At first glance, it may seem like the cost of that missed day is simply your average daily production. For example, if you typically produce $10,000 per clinical day and work 160 days a year, the immediate production loss as a percentage is:
- Daily production lost / planned annual production
= $10,000 / ($10,000 x 160)
= $10,000 / $1,600,000
= 0.625% of your planned annual production.
A little more than half a percentage point doesn’t seem like much, but that figure doesn’t tell the whole story — especially not in a procedure-intensive specialty like endodontics. Let’s break it down more accurately.
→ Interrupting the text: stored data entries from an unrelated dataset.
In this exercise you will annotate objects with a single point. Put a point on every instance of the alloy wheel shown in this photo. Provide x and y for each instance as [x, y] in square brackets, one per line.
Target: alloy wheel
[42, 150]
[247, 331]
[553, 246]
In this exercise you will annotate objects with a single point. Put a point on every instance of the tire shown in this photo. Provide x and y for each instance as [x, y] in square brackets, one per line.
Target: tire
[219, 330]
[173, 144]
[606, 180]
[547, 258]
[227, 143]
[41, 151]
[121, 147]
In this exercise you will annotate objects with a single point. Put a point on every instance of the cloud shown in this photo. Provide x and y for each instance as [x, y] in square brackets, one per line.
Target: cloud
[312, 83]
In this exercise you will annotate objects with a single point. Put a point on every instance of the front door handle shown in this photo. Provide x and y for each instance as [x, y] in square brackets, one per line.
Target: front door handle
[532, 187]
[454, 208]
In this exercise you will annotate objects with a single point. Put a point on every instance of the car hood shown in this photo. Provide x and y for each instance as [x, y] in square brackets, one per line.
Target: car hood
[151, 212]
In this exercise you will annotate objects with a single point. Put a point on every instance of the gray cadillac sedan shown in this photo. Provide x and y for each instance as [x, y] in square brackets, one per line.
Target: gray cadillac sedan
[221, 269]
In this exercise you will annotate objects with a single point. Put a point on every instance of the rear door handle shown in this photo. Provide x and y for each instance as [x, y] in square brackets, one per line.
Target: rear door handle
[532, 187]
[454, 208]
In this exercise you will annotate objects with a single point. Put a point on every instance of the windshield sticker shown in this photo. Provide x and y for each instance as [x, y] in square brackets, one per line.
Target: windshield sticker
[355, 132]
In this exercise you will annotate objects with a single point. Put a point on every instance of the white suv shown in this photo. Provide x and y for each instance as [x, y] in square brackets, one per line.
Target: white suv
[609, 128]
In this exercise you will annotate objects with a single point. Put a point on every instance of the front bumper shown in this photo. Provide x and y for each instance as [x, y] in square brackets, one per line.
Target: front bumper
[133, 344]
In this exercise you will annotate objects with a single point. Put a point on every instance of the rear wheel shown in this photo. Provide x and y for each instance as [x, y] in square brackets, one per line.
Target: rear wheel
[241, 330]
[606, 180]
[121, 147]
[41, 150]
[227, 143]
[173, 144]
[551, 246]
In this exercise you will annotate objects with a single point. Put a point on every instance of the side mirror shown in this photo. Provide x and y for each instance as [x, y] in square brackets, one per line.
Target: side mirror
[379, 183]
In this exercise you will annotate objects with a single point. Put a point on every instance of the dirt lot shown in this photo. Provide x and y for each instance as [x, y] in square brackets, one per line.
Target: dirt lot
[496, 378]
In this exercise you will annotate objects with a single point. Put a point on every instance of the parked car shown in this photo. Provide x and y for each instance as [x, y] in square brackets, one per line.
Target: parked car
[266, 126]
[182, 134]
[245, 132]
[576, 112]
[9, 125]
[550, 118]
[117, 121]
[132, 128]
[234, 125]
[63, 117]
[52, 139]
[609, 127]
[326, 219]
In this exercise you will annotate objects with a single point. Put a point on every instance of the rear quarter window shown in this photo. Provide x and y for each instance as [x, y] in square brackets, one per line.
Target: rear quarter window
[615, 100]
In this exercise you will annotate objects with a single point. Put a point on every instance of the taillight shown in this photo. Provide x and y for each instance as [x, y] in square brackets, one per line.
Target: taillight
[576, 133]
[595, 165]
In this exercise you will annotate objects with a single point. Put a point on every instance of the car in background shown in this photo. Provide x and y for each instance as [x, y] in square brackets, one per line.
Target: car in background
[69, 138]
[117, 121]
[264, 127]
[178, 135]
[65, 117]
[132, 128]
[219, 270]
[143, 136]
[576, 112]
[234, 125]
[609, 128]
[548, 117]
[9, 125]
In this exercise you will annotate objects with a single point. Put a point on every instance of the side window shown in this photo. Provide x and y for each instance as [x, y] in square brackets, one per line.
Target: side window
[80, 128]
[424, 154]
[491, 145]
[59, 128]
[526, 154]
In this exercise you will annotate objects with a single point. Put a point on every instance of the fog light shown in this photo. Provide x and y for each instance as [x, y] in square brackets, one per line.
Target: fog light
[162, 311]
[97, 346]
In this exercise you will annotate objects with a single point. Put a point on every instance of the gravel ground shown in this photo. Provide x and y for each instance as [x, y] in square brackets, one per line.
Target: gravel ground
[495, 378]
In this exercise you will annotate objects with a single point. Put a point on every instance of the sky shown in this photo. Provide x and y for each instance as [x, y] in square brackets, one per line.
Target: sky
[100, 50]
Your fixed costs — rent, staff salaries, equipment leases, insurance, and most administrative costs — don’t disappear just because you cancel a day. The only expenses you avoid are your variable costs, which in most endodontic practices are minimal and well under 10% of revenues. Even assuming a high rate of 10% for simplicity in this example, that means roughly 90% of the day’s lost production comes directly off your net income.
Here’s how the numbers look in terms of actual profitability, assuming your overall expense ratio is 50%:
- (Daily production lost – variable costs) / planned gross profit
= ($10,000 – $1,000) / ($1,600,000 – 50% overhead)
= $9,000 / $800,000
= 1.125% of your net income
So even though you’ve lost only 0.625% of your annual production, your bottom-line income takes a 1.125% hit — nearly double the impact.
In other words, if you miss two or three clinical days without making them up, your total production may look only slightly off at year end, but your take-home income will feel the difference. It’s the financial equivalent of practice-wide inflation.
What can you do?
In endodontics, where every day is focused on time-sensitive patient needs, making up lost production is critical. If you do have to cancel a day unexpectedly:
- Reappoint and rebalance your schedule based on urgency of treatment.
- Proactively add another clinical day to your calendar as soon as possible.
- Consider extending hours slightly on surrounding days to make up time.
- Communicate transparently with referring offices if needed.
By staying disciplined about recapturing missed days, you protect not just your revenue, but your referral relationships, profitability and long-term financial goals.